Economic Survey sees critical minerals as new geopolitical chokepoints

Document emphasises building resilient supply chains and enhancing domestic capabilities in mining, processing, and manufacturing

Puja Das

The Economic Survey 2025-26, tabled during the winter session of Parliament on January 29, laid out a clear roadmap for India to navigate an increasingly fragmented global economy: one where strategic industries, critical minerals and climate imperatives are tightly intertwined. 

The Survey argued that India’s path forward must balance strategic autonomy with global integration, moving beyond compliance-driven frameworks to build resilient, affordable and inclusive supply chains.  

Way forward: Building capability, not just compliance

At the core of the Survey’s approach is a shift from passive participation in global value chains to active capability creation across mining, processing, manufacturing and recycling.

The Survey emphasises:

  • End-to-end value chain development in critical minerals, rather than remaining confined to raw material extraction.

  • Inclusive global frameworks that support technology transfer, financing and skill development for resource-rich developing countries.

  • Affordability as a policy anchor, warning that sustainability standards without parallel financial and technological support could slow the global energy transition. 

“A transition that is clean but unaffordable is neither rapid nor just,” the Survey noted, underlining the need for climate action aligned with development priorities.

National Mission on Manufacturing: Industrial backbone

To operationalise this vision, the Survey positions the National Mission on Manufacturing (NMM), announced in Budget 2025-26 as the foundational industrial policy framework for the next decade.

The Mission targets:

  • Raising manufacturing’s share in GDP from 12.9 per cent to 25 per cent by 2035

  • Creating 143 million jobs

  • Scaling merchandise exports to $1.2 trillion 

The NMM adopts a cluster-led, sector-specific approach, categorising industries into Scale, Fix and Transform, and Seed sectors, while addressing cross-cutting constraints such as ease of doing business, plug-and-play infrastructure, skilling, MSME integration and industrial housing.
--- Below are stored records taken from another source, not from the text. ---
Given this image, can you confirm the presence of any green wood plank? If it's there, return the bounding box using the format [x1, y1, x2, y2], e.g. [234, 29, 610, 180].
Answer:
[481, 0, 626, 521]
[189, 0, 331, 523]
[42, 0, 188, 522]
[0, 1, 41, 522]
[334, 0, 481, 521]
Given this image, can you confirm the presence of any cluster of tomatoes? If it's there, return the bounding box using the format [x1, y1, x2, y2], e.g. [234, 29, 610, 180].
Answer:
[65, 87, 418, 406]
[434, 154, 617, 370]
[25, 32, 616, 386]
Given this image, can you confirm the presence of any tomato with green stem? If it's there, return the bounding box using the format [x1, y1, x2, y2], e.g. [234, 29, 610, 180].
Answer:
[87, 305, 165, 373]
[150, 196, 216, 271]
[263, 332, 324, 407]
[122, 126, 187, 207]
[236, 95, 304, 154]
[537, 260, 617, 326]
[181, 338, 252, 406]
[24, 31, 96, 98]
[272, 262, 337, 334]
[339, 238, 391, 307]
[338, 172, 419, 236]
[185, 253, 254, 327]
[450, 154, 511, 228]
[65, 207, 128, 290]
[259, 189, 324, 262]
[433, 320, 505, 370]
Securing critical minerals for energy transition

Recognising critical minerals as the new geopolitical chokepoints, the Survey highlights the National Critical Mineral Mission (NCMM) as central to India’s energy and industrial security.

Key elements include:

  • Expanded auctions and private participation under amendments to the MMDR Act

  • Accelerated exploration by the Geological Survey of India

  • Overseas mineral acquisitions through KABIL, including lithium assets in Argentina

  • A Rs 1,500 crore incentive scheme for critical mineral recycling to reduce import dependence

Together, these measures aim to build supply chain resilience from exploration to end-of-life recovery.

India has also announced incentive schemes like recycling for critical minerals and rare earth permanent magnet manufacturing to build a stable domestic supply. This came in response to China’s export curbs on rare earth magnets last year.
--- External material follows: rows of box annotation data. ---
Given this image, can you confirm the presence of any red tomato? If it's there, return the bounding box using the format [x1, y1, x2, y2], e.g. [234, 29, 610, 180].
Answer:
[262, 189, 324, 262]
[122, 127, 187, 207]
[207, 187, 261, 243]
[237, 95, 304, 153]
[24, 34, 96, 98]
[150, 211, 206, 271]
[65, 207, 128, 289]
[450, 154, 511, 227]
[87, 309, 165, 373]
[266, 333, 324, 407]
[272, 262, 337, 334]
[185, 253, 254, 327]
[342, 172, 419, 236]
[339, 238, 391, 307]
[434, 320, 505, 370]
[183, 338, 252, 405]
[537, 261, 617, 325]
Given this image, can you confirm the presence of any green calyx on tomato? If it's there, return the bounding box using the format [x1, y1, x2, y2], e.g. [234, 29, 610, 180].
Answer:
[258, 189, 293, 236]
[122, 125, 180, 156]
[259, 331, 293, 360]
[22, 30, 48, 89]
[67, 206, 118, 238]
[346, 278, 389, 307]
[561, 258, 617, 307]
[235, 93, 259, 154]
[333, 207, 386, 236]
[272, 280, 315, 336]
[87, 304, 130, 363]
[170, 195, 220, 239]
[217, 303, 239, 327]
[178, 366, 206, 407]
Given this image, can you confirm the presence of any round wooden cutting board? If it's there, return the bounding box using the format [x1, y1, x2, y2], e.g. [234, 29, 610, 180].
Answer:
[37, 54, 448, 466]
Supporting strategic industries at scale

The Survey underscores the growing role of the state in nurturing strategic sectors through targeted incentives and risk-sharing mechanisms, even extending support to large industrial players where market failures persist.

Key interventions include:

  • PLI incentives for advanced chemistry cell battery manufacturing

  • Demand-side support under the PM E-DRIVE Scheme

  • Payment security for electric buses under PM e-Bus Sewa–PSM

  • The SMEC scheme to attract global EV manufacturers with phased domestic value addition commitments

These initiatives are designed to localise production, deepen domestic value addition and integrate India into global supply chains.

Challenges ahead

Despite these measures, the Survey flags significant risks:

  • Rising protectionism and strategic decoupling disrupting trade flows

  • Export controls on critical minerals and dual-use technologies

  • High compliance costs from ESG and traceability standards that may act as de facto trade barriers

The Survey cautions that narrowly defined standards could trap developing countries in low-value segments of supply chains while raising the cost of the global energy transition.  

Strategic autonomy with global integration

India’s approach, the Survey concludes, demonstrates that resilience does not require retreat. By combining domestic capability building with international partnerships such as the Minerals Security Partnership and the Indo-Pacific Economic Framework, India seeks to shape rather than merely adapt to the evolving geoeconomic order.

In an era where trade, security and climate policy increasingly converge, the Survey positions India’s industrial strategy as one that prioritises growth, inclusion and long-term competitiveness, without losing sight of global cooperation.